You also wrote the score for Tár which is very subtle. How would describe it?
It is kind of unsettling and works in a very delicate way, almost as if you have the feeling of something happening without being able to put your finger on what exactly it is. It is like there is a ghost in the room and you can feel it is there but you cannot see it. It is invisible but very present. I think we all have experienced this feeling and I think it is interesting because the film is working on so many different layers. But the way that Todd sets up the thrilling factor in the film – the exciting and otherworldly – he turns it into almost being a horror film. It happens so delicately and you don’t quite understand why you are sitting on the edge of the seat and it is very disturbing and the music is a great part of that.
There were also various phases of creating music for the film. What were they?
Apart from the score itself, I wrote the music that Lydia Tár is writing in the film. I also wrote a lot of music to reflect the inner tempo of the characters, so we went through the whole film and set tempo marks everywhere so we knew how they were moving and creating throughout the film. We came to a conclusion that Cate was moving in hundred and twenty beats per minute and Sophie was moving in sixty beats per minute. I wrote music to accompany that for them to listen to on set and this is music that the audience never hears. But it was important for us as filmmakers that we were on the same page with the inner music. When you are writing music, a lot of that process goes on internally. You hear the music that you are working on constantly in your head and that affects how you are in the world, your demeanor and your mood.
You worked very closely with Cate Blanchett who plays the composer and conductor Lydia Tár. What is it like to work this closely with an actor?
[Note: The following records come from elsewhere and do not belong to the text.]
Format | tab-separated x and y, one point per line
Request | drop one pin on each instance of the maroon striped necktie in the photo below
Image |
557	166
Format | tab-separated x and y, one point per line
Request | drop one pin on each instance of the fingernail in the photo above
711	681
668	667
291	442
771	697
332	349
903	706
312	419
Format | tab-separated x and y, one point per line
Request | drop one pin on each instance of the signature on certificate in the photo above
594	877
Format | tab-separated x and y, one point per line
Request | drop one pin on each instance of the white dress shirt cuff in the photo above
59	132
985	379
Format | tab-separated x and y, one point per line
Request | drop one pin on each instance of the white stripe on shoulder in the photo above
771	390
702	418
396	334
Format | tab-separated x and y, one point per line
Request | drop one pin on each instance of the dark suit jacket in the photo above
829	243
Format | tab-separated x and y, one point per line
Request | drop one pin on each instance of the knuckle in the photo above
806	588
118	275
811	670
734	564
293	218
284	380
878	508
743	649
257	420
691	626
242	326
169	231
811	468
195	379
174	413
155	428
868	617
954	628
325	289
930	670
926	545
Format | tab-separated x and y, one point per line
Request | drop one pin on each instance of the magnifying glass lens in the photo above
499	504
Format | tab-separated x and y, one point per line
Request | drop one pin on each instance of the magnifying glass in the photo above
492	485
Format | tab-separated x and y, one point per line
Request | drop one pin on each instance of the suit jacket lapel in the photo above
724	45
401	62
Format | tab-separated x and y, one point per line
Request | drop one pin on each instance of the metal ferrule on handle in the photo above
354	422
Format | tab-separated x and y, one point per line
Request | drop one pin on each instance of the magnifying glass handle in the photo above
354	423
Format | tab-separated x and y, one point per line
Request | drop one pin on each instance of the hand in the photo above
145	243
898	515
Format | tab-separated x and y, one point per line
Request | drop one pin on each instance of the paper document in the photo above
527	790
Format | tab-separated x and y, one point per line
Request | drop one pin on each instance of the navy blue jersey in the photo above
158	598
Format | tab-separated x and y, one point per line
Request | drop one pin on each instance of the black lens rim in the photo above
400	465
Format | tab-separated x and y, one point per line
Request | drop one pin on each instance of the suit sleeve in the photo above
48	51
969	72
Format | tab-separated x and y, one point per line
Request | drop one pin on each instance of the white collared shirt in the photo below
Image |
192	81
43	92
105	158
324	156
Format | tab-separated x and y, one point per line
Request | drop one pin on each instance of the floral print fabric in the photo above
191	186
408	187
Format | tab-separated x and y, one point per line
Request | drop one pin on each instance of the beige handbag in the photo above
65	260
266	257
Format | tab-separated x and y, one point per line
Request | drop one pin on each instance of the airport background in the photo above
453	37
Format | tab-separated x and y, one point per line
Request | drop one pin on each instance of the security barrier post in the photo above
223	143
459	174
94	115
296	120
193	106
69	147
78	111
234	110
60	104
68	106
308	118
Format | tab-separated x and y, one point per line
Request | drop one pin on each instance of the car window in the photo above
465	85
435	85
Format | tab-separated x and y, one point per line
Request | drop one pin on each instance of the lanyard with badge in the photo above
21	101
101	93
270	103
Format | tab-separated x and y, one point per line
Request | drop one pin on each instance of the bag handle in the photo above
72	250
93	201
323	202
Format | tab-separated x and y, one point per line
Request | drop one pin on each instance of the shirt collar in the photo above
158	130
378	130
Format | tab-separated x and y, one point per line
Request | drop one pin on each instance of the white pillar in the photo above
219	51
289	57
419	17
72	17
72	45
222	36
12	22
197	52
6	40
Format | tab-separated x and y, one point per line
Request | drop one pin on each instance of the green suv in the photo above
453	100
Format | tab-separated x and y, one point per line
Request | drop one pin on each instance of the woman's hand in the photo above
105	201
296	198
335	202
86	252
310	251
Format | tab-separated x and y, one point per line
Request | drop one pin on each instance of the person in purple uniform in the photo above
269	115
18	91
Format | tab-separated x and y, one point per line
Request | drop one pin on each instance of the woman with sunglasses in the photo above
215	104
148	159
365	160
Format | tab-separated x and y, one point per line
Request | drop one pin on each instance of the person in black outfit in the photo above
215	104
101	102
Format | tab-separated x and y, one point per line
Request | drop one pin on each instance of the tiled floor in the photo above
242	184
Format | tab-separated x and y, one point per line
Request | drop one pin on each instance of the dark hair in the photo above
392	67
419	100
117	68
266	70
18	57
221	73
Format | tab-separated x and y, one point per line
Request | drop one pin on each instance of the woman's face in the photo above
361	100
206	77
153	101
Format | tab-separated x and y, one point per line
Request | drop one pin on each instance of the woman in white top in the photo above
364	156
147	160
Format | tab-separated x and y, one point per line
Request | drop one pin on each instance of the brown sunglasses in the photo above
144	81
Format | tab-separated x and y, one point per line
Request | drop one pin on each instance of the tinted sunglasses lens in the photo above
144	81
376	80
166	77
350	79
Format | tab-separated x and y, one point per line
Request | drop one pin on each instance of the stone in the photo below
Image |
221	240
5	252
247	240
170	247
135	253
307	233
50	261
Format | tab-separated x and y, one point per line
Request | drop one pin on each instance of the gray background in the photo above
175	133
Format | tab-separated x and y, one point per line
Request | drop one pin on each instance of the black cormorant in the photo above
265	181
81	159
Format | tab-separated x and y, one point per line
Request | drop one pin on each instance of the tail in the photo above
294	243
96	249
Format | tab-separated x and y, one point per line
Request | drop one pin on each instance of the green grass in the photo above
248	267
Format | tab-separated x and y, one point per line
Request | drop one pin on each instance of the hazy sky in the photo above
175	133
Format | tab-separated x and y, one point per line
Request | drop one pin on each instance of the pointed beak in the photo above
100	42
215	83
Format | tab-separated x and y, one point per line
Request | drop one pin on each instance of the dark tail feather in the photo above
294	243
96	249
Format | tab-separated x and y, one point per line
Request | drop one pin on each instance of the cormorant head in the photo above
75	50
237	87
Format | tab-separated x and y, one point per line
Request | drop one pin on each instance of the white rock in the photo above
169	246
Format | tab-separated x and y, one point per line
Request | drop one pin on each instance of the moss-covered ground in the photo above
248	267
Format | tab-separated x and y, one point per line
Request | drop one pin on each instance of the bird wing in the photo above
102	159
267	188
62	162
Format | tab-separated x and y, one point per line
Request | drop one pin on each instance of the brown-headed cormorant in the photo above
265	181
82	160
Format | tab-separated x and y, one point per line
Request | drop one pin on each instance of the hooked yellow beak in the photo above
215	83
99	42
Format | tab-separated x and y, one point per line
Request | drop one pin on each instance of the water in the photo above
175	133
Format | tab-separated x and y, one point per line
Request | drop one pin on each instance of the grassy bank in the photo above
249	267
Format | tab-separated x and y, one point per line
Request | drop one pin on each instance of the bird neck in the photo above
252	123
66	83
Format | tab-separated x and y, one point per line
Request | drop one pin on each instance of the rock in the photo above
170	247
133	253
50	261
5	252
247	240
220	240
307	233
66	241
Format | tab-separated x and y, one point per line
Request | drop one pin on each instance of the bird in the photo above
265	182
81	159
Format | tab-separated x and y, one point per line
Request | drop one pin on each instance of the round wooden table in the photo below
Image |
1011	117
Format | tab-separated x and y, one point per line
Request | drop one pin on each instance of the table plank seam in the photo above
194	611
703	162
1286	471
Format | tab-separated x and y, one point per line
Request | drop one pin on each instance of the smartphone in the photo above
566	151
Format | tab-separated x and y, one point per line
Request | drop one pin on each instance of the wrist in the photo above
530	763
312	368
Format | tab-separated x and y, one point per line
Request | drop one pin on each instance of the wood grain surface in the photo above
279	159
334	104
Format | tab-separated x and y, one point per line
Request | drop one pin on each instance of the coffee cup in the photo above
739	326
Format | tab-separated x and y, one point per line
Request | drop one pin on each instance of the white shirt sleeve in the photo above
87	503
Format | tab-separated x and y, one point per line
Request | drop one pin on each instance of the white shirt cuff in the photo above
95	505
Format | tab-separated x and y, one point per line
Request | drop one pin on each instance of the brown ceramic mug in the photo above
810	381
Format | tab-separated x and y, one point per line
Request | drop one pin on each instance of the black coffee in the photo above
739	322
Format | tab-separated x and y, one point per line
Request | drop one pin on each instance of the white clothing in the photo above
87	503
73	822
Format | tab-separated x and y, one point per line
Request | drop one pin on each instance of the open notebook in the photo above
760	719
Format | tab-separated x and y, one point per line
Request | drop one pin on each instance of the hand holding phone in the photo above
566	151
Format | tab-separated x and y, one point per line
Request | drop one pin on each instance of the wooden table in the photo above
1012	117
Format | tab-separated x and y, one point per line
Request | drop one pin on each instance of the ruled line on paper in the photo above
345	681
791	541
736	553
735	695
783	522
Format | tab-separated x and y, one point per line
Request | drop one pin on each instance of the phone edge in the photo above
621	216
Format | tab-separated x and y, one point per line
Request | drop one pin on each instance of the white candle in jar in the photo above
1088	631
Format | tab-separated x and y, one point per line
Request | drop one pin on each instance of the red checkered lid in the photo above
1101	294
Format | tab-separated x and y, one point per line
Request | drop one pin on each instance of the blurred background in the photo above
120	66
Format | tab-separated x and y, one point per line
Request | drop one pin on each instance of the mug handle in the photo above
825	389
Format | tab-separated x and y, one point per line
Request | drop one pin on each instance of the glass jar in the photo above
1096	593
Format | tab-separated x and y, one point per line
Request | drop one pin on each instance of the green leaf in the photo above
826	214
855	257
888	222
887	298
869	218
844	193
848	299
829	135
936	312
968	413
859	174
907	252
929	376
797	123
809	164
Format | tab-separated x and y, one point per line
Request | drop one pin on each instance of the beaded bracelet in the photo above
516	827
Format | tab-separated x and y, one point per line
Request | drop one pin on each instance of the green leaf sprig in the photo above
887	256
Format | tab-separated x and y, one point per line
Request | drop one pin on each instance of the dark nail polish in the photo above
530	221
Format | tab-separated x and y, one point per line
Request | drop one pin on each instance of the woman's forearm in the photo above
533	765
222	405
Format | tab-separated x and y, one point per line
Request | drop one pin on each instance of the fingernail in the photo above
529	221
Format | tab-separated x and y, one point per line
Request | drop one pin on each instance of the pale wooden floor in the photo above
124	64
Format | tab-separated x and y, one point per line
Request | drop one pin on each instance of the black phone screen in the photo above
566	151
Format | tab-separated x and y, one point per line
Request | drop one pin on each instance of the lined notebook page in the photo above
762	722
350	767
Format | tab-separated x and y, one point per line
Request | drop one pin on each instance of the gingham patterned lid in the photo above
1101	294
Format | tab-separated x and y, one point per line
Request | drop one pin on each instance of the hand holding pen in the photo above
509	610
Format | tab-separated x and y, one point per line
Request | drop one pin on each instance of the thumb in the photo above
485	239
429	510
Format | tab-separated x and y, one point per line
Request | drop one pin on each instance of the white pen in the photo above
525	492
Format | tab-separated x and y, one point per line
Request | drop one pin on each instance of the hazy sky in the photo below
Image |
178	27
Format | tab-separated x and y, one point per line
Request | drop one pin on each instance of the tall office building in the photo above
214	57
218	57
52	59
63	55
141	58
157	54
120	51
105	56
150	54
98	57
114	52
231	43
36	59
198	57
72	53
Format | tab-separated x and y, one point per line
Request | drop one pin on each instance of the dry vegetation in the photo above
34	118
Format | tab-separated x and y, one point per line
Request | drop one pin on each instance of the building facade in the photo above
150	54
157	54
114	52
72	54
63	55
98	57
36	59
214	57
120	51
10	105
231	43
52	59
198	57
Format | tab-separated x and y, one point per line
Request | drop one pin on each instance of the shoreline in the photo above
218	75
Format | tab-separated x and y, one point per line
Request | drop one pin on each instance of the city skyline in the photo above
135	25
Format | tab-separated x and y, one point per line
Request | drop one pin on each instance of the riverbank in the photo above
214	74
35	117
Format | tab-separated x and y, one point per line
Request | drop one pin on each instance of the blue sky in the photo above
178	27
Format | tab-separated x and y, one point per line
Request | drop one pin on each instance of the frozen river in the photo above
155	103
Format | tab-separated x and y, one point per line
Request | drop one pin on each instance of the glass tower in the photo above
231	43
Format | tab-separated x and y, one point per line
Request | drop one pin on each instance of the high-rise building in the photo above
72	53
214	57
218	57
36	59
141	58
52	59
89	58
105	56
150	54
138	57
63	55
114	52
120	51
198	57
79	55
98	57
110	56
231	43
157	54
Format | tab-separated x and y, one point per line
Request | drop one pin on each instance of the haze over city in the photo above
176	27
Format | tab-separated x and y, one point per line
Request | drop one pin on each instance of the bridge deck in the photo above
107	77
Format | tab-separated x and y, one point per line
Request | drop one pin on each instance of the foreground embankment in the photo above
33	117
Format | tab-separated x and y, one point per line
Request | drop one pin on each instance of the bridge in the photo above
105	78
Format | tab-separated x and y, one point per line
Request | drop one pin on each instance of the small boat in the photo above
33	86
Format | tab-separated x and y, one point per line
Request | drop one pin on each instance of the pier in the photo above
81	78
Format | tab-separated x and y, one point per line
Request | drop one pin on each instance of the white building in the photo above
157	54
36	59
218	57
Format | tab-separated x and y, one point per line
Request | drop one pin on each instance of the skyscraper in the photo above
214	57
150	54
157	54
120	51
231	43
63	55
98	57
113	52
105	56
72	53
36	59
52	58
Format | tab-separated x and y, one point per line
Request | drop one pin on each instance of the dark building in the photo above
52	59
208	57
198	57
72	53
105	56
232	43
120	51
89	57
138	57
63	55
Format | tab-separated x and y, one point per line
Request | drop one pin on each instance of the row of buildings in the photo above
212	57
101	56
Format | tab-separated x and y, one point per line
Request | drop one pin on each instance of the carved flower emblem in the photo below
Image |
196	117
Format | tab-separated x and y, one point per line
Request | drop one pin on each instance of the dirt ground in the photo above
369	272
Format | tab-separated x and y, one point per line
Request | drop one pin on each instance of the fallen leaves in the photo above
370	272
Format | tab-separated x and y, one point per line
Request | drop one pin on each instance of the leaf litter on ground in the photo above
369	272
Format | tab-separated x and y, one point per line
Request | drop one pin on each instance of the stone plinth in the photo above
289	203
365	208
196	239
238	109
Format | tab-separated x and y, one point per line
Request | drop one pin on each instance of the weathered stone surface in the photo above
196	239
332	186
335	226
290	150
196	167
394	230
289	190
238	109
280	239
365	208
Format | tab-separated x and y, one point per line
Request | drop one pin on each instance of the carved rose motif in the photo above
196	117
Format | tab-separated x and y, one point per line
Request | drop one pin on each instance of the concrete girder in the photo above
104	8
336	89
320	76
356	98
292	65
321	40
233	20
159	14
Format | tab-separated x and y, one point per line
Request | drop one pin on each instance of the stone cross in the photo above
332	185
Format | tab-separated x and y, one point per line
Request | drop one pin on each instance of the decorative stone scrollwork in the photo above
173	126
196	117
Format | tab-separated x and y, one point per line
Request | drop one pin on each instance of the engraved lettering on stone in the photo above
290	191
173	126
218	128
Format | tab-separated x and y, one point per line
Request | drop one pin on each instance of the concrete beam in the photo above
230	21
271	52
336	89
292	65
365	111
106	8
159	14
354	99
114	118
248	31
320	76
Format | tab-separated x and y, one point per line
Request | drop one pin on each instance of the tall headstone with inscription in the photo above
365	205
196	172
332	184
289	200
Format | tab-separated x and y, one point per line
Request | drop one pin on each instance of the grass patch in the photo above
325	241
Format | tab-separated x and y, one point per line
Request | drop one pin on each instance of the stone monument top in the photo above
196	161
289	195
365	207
It was so exciting to get to work with her. In my opinion, she is one of the greats. She is an actor of a caliber that we very rarely get to see and she is an extraordinary person. She just dives so deep into what she is doing. For this film, she learned to play the piano and how to conduct, and the power that she brings to this role is just phenomenal. It was just a real treat of a lifetime to be able to go on this journey with her and do such a deep character study. It was also because it is something that is close to my heart. It is not like we are observing carpentry that I have no knowledge about. It is about the thing in the world that I care the most about, that I have dedicated my life to, and it was fun to get to dive into that with such extraordinary people like Cate and Todd.